From 2312458e06294ea49acf72915d7129c28794bbc4 Mon Sep 17 00:00:00 2001
From: Ethan Ng <ethann@meta.com>
Date: Thu, 2 Jul 2026 18:46:38 -0700
Subject: [PATCH] Fix generic im2row NHWC layout to match Python reference
MIME-Version: 1.0
Content-Type: text/plain; charset=UTF-8
Content-Transfer-Encoding: 8bit

Summary:
The generic Cadence `im2row` kernel wrote its NHWC (`channel_last=True`) output in kernel-position-major order `[kp][c]`, but the operator contract — defined by the Python reference in `ref_implementations.py` via `torch.nn.functional.unfold` — is channel-major `[c][kp]`, i.e. column index `c*(kH*kW) + kh*kW + kw`. The conv-lowering pass `ReplaceConvWithIm2RowAndLinear` packs the matmul weights in the same `[c][kp]` order (permute `[OC,kH,kW,IC]` -> `[OC,IC,kH,kW]` -> `[OC,K]`), so the generic kernel's `[kp][c]` output was transposed relative to the weights.


This rewrites the generic NHWC branch to write `[c][kp]` (per-channel scatter `data_col[i_col*channels_col + c*num_kp + kp]`)

Differential Revision: D110508326
---
 .../cadence/generic/operators/op_im2row.cpp   | 32 ++++++++-----------
 1 file changed, 14 insertions(+), 18 deletions(-)
diff --git a/backends/cadence/generic/operators/op_im2row.cpp b/backends/cadence/generic/operators/op_im2row.cpp
index 8c939c7ad5c..cbfd4499535 100644
--- a/backends/cadence/generic/operators/op_im2row.cpp
+++ b/backends/cadence/generic/operators/op_im2row.cpp
@@ -8,8 +8,6 @@
 
 #include <executorch/backends/cadence/generic/operators/op_im2row.h>
 
-#include <algorithm>
-
 #include <executorch/runtime/core/exec_aten/util/scalar_type_util.h>
 
 #ifndef DISABLE_ALWAYS_INLINE
@@ -59,34 +57,32 @@ ALWAYS_INLINE void im2row_(
   // array of size (out_height * out_width) x channels_col
   const int32_t channels_col = channels * kernel_h * kernel_w;
 
-  // If the layout is NHWC, we can copy 'channels' worth of contiguous data
-  // points when performing im2row.
+  // If the layout is NHWC, the input data is contiguous per-pixel (H, W, C).
+  // The output layout must match torch.nn.functional.unfold, which is [c][kp]:
+  //   output[c * num_kp + kp] for each output position.
   if (channels_last) {
+    const int32_t num_kp = kernel_h * kernel_w;
     // Iterate over the output domain
     for (int _h = 0; _h < out_height; ++_h) {
       for (int _w = 0; _w < out_width; ++_w) {
         int32_t i_col = _h * out_width + _w;
-        // Each point in the output domain is the result of applying a filter of
-        // size kernel_h x kernel_w x channels on the input.

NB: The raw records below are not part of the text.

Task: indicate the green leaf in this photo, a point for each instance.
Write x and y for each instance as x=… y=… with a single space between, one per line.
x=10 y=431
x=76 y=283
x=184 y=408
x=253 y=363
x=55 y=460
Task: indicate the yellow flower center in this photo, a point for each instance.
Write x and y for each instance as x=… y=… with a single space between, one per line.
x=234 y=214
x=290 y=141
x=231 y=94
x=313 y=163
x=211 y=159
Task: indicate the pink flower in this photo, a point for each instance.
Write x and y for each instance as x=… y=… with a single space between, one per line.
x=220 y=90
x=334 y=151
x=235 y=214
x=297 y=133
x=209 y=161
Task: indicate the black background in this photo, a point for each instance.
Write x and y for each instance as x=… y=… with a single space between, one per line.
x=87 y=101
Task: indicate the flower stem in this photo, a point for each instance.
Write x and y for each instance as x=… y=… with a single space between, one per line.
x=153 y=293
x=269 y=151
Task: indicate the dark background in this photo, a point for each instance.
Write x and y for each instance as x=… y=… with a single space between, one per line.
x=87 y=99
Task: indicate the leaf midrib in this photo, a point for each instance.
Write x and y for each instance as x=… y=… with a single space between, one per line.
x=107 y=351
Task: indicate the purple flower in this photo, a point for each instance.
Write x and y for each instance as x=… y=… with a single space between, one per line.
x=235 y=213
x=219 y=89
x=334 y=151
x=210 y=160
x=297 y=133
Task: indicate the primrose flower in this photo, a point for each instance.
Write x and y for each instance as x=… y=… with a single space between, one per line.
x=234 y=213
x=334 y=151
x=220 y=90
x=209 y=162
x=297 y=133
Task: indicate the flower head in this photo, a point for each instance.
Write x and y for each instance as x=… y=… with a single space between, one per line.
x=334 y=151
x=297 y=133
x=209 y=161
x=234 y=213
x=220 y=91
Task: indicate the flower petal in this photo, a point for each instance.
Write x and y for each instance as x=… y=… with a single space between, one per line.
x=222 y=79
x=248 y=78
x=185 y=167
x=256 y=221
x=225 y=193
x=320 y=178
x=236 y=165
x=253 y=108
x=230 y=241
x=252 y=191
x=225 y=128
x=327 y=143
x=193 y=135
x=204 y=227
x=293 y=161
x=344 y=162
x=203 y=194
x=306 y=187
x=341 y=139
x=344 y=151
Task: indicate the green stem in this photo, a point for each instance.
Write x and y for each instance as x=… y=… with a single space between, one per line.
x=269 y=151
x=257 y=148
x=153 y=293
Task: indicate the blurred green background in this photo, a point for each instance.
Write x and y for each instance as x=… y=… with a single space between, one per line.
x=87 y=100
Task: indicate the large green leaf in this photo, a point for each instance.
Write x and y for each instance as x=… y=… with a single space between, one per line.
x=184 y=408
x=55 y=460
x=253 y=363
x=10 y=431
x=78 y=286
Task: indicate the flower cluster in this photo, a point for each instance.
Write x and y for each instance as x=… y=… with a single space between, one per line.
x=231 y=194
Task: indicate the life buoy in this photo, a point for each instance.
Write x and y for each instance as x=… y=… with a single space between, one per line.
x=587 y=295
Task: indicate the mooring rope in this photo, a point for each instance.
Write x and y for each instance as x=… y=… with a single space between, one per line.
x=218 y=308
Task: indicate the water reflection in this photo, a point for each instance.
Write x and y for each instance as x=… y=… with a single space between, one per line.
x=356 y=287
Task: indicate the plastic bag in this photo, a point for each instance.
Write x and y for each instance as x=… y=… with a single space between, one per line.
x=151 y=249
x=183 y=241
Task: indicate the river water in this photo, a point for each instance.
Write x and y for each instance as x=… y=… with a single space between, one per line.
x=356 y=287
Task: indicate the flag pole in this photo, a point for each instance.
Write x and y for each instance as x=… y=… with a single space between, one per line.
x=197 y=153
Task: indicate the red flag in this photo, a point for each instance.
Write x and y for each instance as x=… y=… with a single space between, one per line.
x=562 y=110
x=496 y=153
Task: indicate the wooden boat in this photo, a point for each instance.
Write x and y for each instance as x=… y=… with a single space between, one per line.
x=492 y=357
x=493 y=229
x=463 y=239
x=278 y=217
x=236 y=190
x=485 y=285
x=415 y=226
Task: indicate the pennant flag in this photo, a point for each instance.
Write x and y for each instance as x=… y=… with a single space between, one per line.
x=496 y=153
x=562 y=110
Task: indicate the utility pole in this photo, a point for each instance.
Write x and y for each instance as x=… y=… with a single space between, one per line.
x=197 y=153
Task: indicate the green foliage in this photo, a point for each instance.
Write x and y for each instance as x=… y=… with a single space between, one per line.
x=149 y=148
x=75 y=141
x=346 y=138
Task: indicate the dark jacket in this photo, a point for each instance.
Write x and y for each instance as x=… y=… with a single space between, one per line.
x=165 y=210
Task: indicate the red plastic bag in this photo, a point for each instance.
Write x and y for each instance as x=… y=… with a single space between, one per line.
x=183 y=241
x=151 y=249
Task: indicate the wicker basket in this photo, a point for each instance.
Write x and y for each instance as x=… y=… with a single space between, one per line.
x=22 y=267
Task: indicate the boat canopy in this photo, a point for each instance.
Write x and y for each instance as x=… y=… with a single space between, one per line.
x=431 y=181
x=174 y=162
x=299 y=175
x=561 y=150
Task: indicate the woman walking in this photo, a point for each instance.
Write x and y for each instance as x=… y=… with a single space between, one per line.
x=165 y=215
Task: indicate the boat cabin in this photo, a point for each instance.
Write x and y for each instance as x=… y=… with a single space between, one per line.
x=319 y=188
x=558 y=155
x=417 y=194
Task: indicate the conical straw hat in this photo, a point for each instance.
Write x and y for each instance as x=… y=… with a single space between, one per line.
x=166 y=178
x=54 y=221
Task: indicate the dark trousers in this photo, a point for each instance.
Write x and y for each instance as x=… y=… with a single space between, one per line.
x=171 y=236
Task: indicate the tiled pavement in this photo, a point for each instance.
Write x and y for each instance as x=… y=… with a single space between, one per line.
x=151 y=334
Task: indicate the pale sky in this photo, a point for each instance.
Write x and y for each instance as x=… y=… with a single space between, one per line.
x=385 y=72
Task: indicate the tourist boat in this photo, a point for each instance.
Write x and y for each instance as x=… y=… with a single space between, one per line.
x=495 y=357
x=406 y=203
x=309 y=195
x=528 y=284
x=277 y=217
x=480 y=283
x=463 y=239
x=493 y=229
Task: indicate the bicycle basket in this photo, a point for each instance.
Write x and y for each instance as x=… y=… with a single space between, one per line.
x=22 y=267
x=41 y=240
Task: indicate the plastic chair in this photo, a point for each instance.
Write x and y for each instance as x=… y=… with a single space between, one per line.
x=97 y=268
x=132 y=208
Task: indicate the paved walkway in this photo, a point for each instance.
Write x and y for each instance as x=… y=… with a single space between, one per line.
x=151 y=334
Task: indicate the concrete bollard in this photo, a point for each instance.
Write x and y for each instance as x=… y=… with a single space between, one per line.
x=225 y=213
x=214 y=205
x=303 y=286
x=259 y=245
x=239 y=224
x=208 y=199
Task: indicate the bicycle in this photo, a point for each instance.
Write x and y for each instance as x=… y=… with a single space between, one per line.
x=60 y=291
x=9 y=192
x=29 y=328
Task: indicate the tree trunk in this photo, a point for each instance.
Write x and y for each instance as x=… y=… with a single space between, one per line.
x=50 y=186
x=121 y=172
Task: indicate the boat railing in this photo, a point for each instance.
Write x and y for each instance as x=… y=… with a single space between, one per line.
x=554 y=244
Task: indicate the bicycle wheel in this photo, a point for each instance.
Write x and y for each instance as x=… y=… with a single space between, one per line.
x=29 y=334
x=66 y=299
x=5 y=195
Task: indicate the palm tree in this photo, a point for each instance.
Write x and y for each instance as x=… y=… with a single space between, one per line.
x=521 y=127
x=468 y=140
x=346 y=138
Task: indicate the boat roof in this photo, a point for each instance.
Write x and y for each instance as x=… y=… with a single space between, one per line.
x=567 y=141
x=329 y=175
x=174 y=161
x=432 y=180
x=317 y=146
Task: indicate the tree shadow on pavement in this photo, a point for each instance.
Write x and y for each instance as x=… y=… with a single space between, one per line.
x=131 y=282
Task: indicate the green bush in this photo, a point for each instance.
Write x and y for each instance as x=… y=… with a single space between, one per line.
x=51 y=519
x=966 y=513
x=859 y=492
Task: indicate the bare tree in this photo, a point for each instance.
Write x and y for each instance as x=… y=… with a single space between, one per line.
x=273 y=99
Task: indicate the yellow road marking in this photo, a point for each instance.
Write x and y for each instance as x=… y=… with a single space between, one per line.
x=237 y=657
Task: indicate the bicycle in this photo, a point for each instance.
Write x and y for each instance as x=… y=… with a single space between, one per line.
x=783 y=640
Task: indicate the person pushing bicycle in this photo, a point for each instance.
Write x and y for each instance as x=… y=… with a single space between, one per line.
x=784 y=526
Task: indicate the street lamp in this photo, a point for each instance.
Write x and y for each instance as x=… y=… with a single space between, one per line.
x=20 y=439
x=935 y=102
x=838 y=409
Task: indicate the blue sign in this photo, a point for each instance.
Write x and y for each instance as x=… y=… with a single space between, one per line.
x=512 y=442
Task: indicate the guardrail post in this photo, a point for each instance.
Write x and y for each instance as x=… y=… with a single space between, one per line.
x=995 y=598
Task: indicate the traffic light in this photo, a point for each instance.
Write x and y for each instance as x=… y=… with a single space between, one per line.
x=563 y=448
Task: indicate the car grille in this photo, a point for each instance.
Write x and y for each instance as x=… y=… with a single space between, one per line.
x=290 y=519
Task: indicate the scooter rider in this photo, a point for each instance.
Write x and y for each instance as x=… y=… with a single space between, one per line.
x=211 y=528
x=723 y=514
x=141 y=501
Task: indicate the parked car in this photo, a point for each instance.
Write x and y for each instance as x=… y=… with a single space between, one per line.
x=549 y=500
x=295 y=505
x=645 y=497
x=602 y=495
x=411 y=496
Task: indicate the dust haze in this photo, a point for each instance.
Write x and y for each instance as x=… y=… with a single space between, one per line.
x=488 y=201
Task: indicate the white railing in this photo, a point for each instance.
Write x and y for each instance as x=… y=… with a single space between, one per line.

But since channels
-        // is contiguous, we will not explicitly have a loop for it.
         for (int _kh = 0; _kh < kernel_h; ++_kh) {
           int32_t h_im = _h * stride_h - pad_h + _kh * dilation_h;
           for (int _kw = 0; _kw < kernel_w; ++_kw) {
             int32_t w_im = _w * stride_w - pad_w + _kw * dilation_w;
+            int32_t kp = _kh * kernel_w + _kw;
 
-            // h_im and w_im are the actual height and width coordinates of the
-            // input tensor from where we need to copy 'channels' points.
-            const T* __restrict__ slice_im =
-                data_im + (h_im * width + w_im) * channels;
-            T* __restrict__ slice_col = data_col + i_col * channels_col +
-                (_kh * kernel_w + _kw) * channels;
-            // If the coordinates were within the input domain, we copy
-            // 'channels' contiguous values. Otherwise we will fill the output
-            // with 0's.
             if (h_im >= 0 && w_im >= 0 && h_im < height && w_im < width) {
-              memcpy(slice_col, slice_im, channels * sizeof(T));
+              const T* __restrict__ pixel =
+                  data_im + (h_im * width + w_im) * channels;
+              for (int _c = 0; _c < channels; ++_c) {
+                data_col[i_col * channels_col + _c * num_kp + kp] = pixel[_c];
+              }
             } else {
-              std::fill_n(slice_col, channels, T(in_zero_point));
+              for (int _c = 0; _c < channels; ++_c) {
+                data_col[i_col * channels_col + _c * num_kp + kp] =
+                    static_cast<T>(in_zero_point);
+              }
             }
           }
         }